Why? Is it because an interface expects a pointer to pointers?
If so, you'll need to create a new array that contains those pointers.
Activity solution[a][b];
Activity* solutionPtrs[a];
for (int i = 0; i < a; ++i)
solutionPtrs[a] = solution[a];
Activity** mother = solutionPtrs;
Why can't you just cast a 2D array of T to T**? Well, because they have nothing to do with one another!
You can cast a T[a] to a T* because you get a pointer to the first element of the array.
You can do this with 2D arrays as well, but if you have a T[a][b] then it decays to a (T[b])* because a 2D array is not an array of pointers, it's an array of arrays.
Not sure if you were looking for something like this. You should provide more details about what you want to achieve.

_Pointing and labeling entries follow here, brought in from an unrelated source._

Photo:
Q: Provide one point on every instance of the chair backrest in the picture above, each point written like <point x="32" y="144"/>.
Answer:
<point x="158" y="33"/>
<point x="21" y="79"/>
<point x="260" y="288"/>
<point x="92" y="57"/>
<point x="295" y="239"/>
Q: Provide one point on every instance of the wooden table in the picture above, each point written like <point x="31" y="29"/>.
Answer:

They are fundamentally different types. One solution is to below.
For the record, if someone finds it useful:
// define matrix
double A[3][3] = {
{ 1, 2, 3},
{ 4, 5, 6},
{ 7, 8, 9}
};
// allocate memory
double ** A_ptr = (double **) malloc(sizeof (double *) * 3);
for (int i = 0; i < 3; i++)
A_ptr[i] = (double *) malloc(sizeof (double) * 3);
// copy matrix
for (int i = 0; i < 3; i++) {
for (int j = 0; j < 3; j++) {
A_ptr[i][j] = A[i][j];
printf(" %f ", A_ptr[i][j]);
}
}
You can't. They are fundamentally different types.